All was well that far until I checked the history to see what Ranbaxy had done to Sarabhai chemicals who were pioneer in antibiotic market. The same happened with the entry of Lupin in the Anti-tubercular market. They easily topple Pfizer and Biologic E there. Brand like Gelusil entered 4 years after Digene and captured the whole anti-flatulant market.


Ultimately “it is not who march first but who march fast would lend the immunity’.

WHAT IF YOU DON’T INNOVATE?


 ‘Innovation’ is said to be associated with ‘success’ from the time of Boston tea party at Massachusetts. I've seen numerous innovative brands failed and termed as unneeded. Who in the world could think that Pfizer's inhaled ant diabetic would be a failure? But it did.

I always find ‘RENOVATION’ a safer bet than ‘INNOVATION’. Indian pharma industry more often renovates the existing ones than innovating something from the blue. This really catapults the industry in to heights last two decades.


“Renovation is a better bet than innovation”.


WHOSE CONVENIENCE?


Convenience is another term need clarification. Question is whose convenience are u talking about? If it is, customer's then Cipla's Multihaler would have ruled Indian asthma market but it is not. Finesteride by Merck (Proscar) could have been the most widely used by doctors as it avoid a painful surgical procedure (TURP) to treat BPH, but is rejected out by them. Killing a cash cow surgical procedure was not the doctor’s convenience.


“Rather than convenience, it is whose convenience that matters”.


Overcoming Omnipresence

My wisdom went Mecca when I found the way Botox(Botulinun toxinmarketed to facilitate the least reach by promoting it to a small set of doctors and even way before it being approved. That taught me not to find solace over my huge geographical coverage.

“It is not the reach but the reach to those who matters make the difference”


Can I do without sales force?

Finally; sale force effectiveness is said to be the most important factor which decides where the CEO of an organization should sit.... ‘in the  front-cover of Forbes’ or ‘in front of exit interview panel’. Cipla is the company which was audacious enough to withdraw all its sales force from the market once and still found its way to top of the charts. The immense customer value that this organization created and genuine care and exuberance it provided was more than enough for Cipla to survive without even the most indispensable factor of the pharma industry ie sales force.

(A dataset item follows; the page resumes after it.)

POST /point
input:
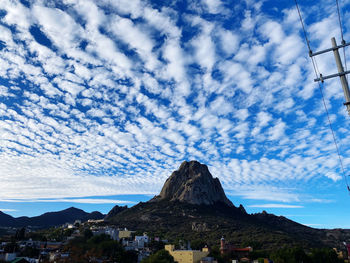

"Its not the large sales force or managers that make an organization but it is the customer value it creates"

All those experiences thought me not to take anything for granted in pharmaceutical marketing. A percentage point more dedication and half a percentage point common sense would give you a better outcome than the fundamental principles would deliver. I hope the day will come we wouldn't search a place to hide if someone asks us "what makes your brand sell"....


3 comments:

  1. sanjit.badapanda@gmail.com12 November 2013 at 09:34

    Hi sir,
    You have to be the "firstest" with the "mostest". The term pioneering advantage is sexy reminiscent of Sharmila Tagore’s bikini
    this sentence is quite interesting for me but i am unable to understand its depth .
    plz reply with some elaboration.

    ReplyDelete
  2. sanjit.badapanda@gmail.com12 November 2013 at 11:36

    sir is it about being present in the market as a innovator or with a differential image with a high image/quality...?

    ReplyDelete
  3. I agree to some of the above stated points that the company ,brand name and the the potential customer matter in the pharma market ,if i have not misunderstood the withdrawal of sales force definitely may ruin the market of any of the so called top shot enterprise .

    Bcz i believe the brand name is made by the sales executives through the physical presence and promo.
    and this only made the Name a BRAND.
    if any company removes a the sales force just for a few months the brand will be out of sight even the company puts high-end technical promotional/CRM activity.